25 years ago...
...I was a passenger on a commuter airline flight from EVV to STL. The flight had been delayed for about :45 minutes. So another passenger and I decided to have a couple of quick beers while waiting. We had every intention of taking a leak before departure of the :50 minute flight.
Suddenly the flight was called for an immediate departure....no time for a pee. O.K. I thought: it is only a :50 minute flight. I knew that their Sweringer Metroliner did not have a bathroom: but it will be alright.
Well as luck would have it we went into a holding pattern approaching STL about the time that I was feeling some discomfort. After :20 miserable minutes in the hold we were released for the approach. My drinking buddy said that he was really suffering as was I. About 2 minutes before touchdown I was in such pain that I was becoming sick at my stomach and felt that my bladder would burst.
The flight was full and there was no privacy but I took out a sick sack opened it and held it close. There was no way that I was going to piss in my pants. We touched down and headed for the gate...the agony was something akin to childbirth. Gritting my teeth I knew that we would be at the gate in just a minute and perhaps I could hold out that long.

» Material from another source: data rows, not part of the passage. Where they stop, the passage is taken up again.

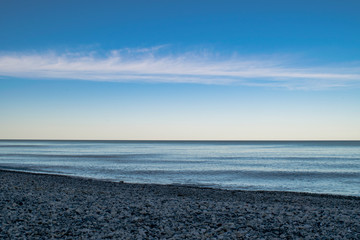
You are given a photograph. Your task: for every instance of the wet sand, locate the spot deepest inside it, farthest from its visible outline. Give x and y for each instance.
(40, 206)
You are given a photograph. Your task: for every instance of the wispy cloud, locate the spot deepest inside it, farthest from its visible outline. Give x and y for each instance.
(145, 65)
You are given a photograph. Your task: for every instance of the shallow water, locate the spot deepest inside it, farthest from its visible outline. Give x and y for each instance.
(303, 166)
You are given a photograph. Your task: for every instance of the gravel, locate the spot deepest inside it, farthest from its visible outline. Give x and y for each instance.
(39, 206)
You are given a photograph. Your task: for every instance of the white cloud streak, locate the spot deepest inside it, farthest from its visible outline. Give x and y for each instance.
(142, 65)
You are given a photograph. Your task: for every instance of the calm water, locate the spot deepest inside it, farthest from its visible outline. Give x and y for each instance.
(319, 167)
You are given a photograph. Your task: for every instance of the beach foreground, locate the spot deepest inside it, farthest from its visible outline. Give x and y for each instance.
(36, 206)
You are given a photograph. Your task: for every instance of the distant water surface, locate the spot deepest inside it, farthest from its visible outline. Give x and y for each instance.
(303, 166)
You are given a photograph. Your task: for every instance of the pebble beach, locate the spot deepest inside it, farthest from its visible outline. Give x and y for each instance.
(41, 206)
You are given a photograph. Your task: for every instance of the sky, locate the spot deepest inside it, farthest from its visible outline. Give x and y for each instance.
(180, 70)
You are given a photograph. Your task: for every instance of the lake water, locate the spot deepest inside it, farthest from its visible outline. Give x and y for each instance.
(303, 166)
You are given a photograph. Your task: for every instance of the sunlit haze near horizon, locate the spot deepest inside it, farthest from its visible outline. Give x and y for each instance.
(180, 70)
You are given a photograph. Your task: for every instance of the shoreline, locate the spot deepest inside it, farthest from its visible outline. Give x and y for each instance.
(325, 195)
(36, 205)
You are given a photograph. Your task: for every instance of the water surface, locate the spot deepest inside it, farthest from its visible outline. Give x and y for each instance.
(303, 166)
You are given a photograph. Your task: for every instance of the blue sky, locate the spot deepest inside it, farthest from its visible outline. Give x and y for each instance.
(223, 70)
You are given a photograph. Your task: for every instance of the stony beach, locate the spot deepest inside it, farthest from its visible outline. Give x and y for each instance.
(39, 206)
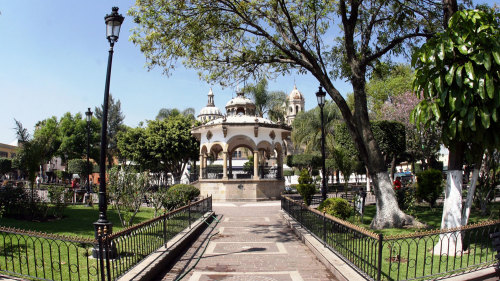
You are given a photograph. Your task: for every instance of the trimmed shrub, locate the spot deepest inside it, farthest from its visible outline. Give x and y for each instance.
(337, 207)
(429, 186)
(60, 198)
(305, 187)
(179, 195)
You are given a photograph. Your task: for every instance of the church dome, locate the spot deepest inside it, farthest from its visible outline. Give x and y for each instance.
(240, 105)
(295, 94)
(210, 110)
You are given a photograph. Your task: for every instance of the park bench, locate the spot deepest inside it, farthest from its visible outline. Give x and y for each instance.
(348, 196)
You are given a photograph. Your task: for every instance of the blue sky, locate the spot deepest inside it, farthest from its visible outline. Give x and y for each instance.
(53, 57)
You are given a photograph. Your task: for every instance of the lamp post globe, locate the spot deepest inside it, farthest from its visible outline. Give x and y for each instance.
(113, 23)
(320, 95)
(88, 115)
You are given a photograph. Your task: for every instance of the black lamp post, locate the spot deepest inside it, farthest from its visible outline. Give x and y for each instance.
(88, 114)
(113, 23)
(320, 95)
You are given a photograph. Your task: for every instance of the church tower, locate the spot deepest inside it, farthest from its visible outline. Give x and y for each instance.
(296, 104)
(209, 112)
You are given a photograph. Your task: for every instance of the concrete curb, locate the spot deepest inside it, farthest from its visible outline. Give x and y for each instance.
(155, 263)
(332, 261)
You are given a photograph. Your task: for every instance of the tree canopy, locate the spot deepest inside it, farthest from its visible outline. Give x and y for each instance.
(163, 145)
(115, 125)
(458, 77)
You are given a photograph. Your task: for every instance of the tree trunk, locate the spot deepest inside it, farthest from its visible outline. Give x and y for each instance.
(393, 167)
(388, 212)
(451, 243)
(470, 193)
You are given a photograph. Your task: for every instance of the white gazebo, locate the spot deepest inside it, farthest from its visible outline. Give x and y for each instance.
(225, 138)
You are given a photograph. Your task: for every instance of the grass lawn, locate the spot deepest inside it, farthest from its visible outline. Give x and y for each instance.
(77, 221)
(431, 217)
(411, 257)
(63, 259)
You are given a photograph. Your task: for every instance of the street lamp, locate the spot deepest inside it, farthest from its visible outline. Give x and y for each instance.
(88, 114)
(320, 95)
(113, 23)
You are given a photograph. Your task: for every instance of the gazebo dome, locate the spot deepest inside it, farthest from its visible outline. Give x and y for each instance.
(210, 110)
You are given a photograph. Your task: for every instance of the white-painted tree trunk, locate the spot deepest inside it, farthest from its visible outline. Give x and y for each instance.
(451, 243)
(388, 213)
(470, 195)
(368, 186)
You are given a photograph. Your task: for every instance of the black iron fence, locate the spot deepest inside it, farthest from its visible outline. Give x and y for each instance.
(45, 256)
(424, 255)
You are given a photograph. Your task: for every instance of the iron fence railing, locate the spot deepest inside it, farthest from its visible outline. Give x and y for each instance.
(43, 256)
(128, 247)
(419, 256)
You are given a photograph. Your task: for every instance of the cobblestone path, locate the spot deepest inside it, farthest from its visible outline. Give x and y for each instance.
(249, 243)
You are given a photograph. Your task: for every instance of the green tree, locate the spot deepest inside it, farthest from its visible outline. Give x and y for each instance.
(458, 76)
(229, 41)
(304, 161)
(115, 125)
(29, 155)
(47, 132)
(164, 113)
(164, 145)
(267, 103)
(307, 126)
(345, 163)
(387, 82)
(248, 166)
(73, 137)
(420, 144)
(126, 190)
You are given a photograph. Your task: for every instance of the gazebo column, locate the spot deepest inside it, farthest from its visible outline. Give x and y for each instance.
(280, 165)
(201, 165)
(230, 166)
(256, 164)
(224, 165)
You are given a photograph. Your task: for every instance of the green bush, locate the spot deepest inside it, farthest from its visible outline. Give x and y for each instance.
(337, 207)
(179, 195)
(59, 198)
(429, 186)
(305, 187)
(14, 200)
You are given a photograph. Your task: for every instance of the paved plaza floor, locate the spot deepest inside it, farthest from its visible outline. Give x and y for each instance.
(249, 243)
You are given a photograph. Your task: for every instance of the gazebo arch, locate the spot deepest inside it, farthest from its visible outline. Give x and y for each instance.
(240, 128)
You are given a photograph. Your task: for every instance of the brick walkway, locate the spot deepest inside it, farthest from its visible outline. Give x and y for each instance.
(250, 243)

Lo and behold...the gate was occupied and the captain announced that we would be parking off gate, shutting the engines down and would have to wait for fifteen or more minutes. That was all my partner and I could stand. As soon as the captain shut down the engines I went forward, showed him my airline I.D. and said that I had to get off and piss on the ramp. I lied about my drinking buddy and said that he was with my airline also and in the same condition as me.
The captain stated that he could not let me out of the airplane and on to the ramp....even if it was after dark. "Fine" I said. "We are going to unzip our pants right here and piss in these sick sacks right in front of your passengers...we have no choice."
With that the copilot got out of his seat and let the passenger stairs down. My buddy and I ran around the nose and standing close to the aircraft.... proceeded to wash down the ramp. Never in my life have I felt such relief. While we relieved ourselves I had visions of myself standing at attention in the Chief Pilot's office come Monday morning. Shortly we reboarded and soon taxied to the gate. Not a word was ever said....and I never heard from the Chief Pilot.
Bob
p.s. I have carried ziplock bags in my personal airplanes for 25 years. Ever since I tried unsuccessfully to piss out the side window of a Citabria in flight.